Inspired by visits with their granddaughters to the Grounds of Alexandria – a much-loved inner-city Sydney cafe and urban farm – the owners of acreage at Glossodia, on NSW’s Hawkesbury flood plain, set out to create garden grounds of their own.
The couple had been looking to overhaul a rectangular, fenced lawn at the rear of their home, which sat within a larger bushland block densely populated with eucalypts.


In mind was a private garden that captured the cafe’s rustic charm; an enchanting rural patch the couple could potter about in and explore at their leisure, while enjoying views of the surrounding bush.
“The owners absolutely loved the popular Sydney cafe,” says landscape designer Mitch Kushturian, who runs Mosman’s Exotic Living with his carpenter brother Josh. “They wanted to recreate that same relaxed aesthetic in their own garden.”

More specifically, they were big believers in recycling materials that felt bucolic, oozed character and helped to tell a story. Quality was also important, which is perhaps why they reached out to the Kushturian brothers, who were awarded the Landscape Design Institute’s best emerging designer award last year.
“The owners loved that idea of the imperfect perfect,” Kushturian says. “And let me say, building something imperfectly is much harder than building something perfectly.”
Also on the couple’s wish list was an outdoor fireplace, glasshouse and potting shed – elements that would be familiar to visitors to the Grounds of Alexandria – as well as features that held personal memories, like a vegetable patch (with Pop’s tomatoes) and a fairy garden (a sectioned-off area filled with their favourite cut flowers).

Kushturian set about assembling a series of clearly defined garden rooms, ringed by custom fencing of hardwood pickets and copper plumbing pipe. Instead of neatly arranged open spaces, though, he opted for curved paths and narrow corridors to create mystique and surprise as you walk through the garden.
Stepping down from the property’s back verandah, a green tunnel of weeping lilly pillies leads to the heart of the garden: a raised circular planter, made from used bricks, with a gnarly 50-year-old olive tree, craned in by Exotic Living, sitting on a herringbone-patterned brick apron.
“I didn’t want too much formality, like manicured hedging, but rather plants with a soft foliage … that didn’t let you see too much of the garden,” Kushturian says.

The approach to the olive tree from the eucalypt forest at the bottom end of the garden is through a curved metal arbour covered with Boston ivy and bordered by native plants.
From this central point, winding granite and brick paths – aided by a rough-made signpost – spin off in different directions through native and succulent garden beds. These include westringia, casuarina greenwave and Cousin It, kalanchoe copper spoons and creeping boobiala, a groundcover blurring the pathway edges.
One way leads to a large fireplace clad in shou sugi ban (Japanese-style charred timber), with a concrete plinth and wicker chairs on a raised brick platform. Overhead is a recycled-hardwood arbour softened by white-flowering hardenbergia.
Alongside is Rosie’s Garden, commemorating the owners’ dog: a pocket of lawn with a sandstone block on which to sit and remember.

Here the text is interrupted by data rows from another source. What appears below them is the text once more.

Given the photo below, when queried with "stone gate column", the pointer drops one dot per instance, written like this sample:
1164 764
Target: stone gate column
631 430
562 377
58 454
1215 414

This side, too, has a veggie garden (with Pop’s Tommys, as signposted) in raised planters crafted from old railway sleepers and rails for posts, sitting in front of a retaining wall planted with grevillea and spills of rosemary.
In the other direction is the Fairy Garden, a break from the native palette, with annuals and perennials, such as buddleia, echium and foxglove, in raised weathering-steel beds. Next to it is a bench fashioned from hardwood with live edge and cut-down wine barrels.
Further on is the glasshouse made by Josh: a light frame of recycled timber, held by rusted bolts, with charred timber skirting. “We’ve tried to emphasise the glass … to soften the structure’s height,” Kushturian explains.

The rustic, repurposed charm continues inside. A low wall made of recycled bricks hides wicking beds. The floor is made from the owners’ old bathroom tiles, while a chandelier hangs overhead.
“The owners love sitting in there in winter having cups of tea at the small table, just because it’s a nice warm space to sit within the garden,” he says.
The same plants, like westringias and banksia birthday candles, and planting pattern around the fireplace are repeated around the glasshouse, while a sandstone block birdbath creates a point of difference.

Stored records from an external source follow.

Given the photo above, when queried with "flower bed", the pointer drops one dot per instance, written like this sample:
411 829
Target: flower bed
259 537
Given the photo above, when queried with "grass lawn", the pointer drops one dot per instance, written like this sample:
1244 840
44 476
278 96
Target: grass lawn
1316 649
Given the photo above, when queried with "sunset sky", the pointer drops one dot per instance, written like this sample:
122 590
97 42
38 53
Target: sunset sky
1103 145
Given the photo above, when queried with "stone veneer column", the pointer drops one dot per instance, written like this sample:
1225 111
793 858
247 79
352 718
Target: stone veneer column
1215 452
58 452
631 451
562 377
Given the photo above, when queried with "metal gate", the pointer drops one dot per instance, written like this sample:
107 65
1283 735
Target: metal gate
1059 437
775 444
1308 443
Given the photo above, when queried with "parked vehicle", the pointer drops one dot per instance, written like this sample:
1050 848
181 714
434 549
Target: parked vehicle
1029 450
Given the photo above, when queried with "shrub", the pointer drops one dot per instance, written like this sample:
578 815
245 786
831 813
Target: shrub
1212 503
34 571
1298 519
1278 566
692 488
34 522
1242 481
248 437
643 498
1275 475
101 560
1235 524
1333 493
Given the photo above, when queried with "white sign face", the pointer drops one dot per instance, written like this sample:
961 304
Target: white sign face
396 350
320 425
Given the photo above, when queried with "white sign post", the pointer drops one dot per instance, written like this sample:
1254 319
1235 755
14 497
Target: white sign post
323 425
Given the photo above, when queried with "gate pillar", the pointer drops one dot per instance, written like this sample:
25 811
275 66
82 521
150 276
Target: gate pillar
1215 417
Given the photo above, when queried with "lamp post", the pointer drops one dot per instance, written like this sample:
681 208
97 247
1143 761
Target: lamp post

“Repeating the plants creates familiarity and a subconscious pattern and rhythm every time you enter a new space,” Kushturian says. “Even though there are so many different spaces, they are connected by the plants we use.”
The last stop is the potting shed, an open area primarily made from a never-used chest of drawers the owners had at a previous property, leftover pavers for the benchtop and hardwood offcuts from the fence.
“It was all cobbled together from leftover materials very much in keeping with the rustic, reused nature of the garden,” Kushturian says.